1H NMR (600 MHz, CDCl3): δ (ppm), 12.13 (s, 1H), 7.44 (t, J = 7.5 Hz, 1H), 7.38 (dd, J = 7.6, 1.8 Hz, 1H), 7.37–7.35 (m, 2H), 7.08 (d, J = 1.4 Hz, 1H), 7.01 (dd, J = 7.7, 1.5 Hz, 1H), 6.95–6.92 (m, 2H), 6.90 (dd, J = 8.3, 2.0 Hz, 1H), 5.11 (s, 2H), 4.28 (s, 4H), 3.83 (s, 3H), 2.41 (t, J = 7.4 Hz, 2H), 2.27 (t, J = 7.4 Hz, 2H), 1.77 (quin, J = 7.4 Hz, 2H); 13C NMR (151 MHz, CDCl3): δ (ppm), 174.5, 173.0, 157.1, 143.6, 143.3, 141.4, 141.2, 140.9, 132.9, 131.1, 130.7, 130.3, 129.5, 127.5, 123.7, 122.8, 121.8, 118.5, 117.2, 112.7, 64.6, 61.3, 56.1, 33.1, 33.1, 20.5; HRMS (ESI) calc. for C27H25ClO7 (m/z): (M + Na)+, 519.1181; found: (M + Na)+, 519.1182.
- (3′-(benzo-1,4-dioxan-6-yl)-2′-chloro-3-methoxy-[1,1′-biphenyl]-4-yl)methyl 4-(4-(2-(2,6-dioxopiperidin-3-yl)-1,3-dioxoisoindolin-4-yl)piperazin-1-yl)-4-oxobutanoate (10)
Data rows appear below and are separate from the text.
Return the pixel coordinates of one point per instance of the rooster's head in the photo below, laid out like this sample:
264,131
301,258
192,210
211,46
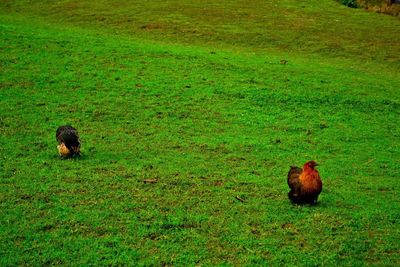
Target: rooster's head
311,164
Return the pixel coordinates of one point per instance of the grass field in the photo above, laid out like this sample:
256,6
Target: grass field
194,96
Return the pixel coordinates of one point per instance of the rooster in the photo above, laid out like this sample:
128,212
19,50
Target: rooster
305,184
68,141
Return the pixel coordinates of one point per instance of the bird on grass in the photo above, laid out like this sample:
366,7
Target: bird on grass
68,141
305,183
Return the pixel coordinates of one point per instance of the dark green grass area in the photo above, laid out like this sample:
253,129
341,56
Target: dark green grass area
209,125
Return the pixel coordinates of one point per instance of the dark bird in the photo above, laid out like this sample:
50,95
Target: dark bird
68,141
305,184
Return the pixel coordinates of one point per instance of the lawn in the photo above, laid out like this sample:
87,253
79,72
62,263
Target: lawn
195,97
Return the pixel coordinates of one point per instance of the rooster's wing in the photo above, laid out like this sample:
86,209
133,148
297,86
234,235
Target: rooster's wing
293,177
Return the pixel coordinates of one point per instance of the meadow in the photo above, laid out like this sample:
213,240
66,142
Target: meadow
212,102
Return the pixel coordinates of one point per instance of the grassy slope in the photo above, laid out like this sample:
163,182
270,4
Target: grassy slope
209,127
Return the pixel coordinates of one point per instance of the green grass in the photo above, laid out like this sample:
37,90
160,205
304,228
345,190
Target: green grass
204,107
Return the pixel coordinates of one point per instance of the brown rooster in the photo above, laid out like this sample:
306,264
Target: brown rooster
305,184
68,141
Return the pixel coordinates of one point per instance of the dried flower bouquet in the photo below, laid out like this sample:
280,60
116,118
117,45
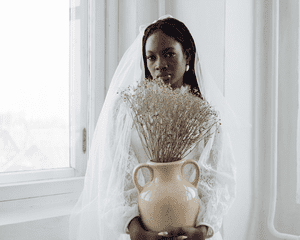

Compound 8 (0.22 mmol, one equiv.) and DMF (2 mL) were added to a round-bottom flask. The reaction mixture was charged with the argon atmosphere, and then diisopropylethylamine (three equiv.), DMF (10 drops), and HATU (1.1 equiv.) were added. Then, the reaction was stirred for 30 min at room temperature; then, amine-derived pomalidomide (PMD-3, 0.104 g as a TFA salt, one equiv.) in DMF (2 mL) was added and stirred for 30 min at room temperature. The mixture was diluted in AcOEt (20 mL) and washed with water (10 mL) and brine (3 × 10 mL). The organic layer was dried over anhydrous MgSO4 and evaporated. The crude product was purified on a column (hexane to AcOEt) to obtain final product 10 with a 40% yield. The amine-derived pomalidomide used in the synthesis was obtained according to a known protocol [37].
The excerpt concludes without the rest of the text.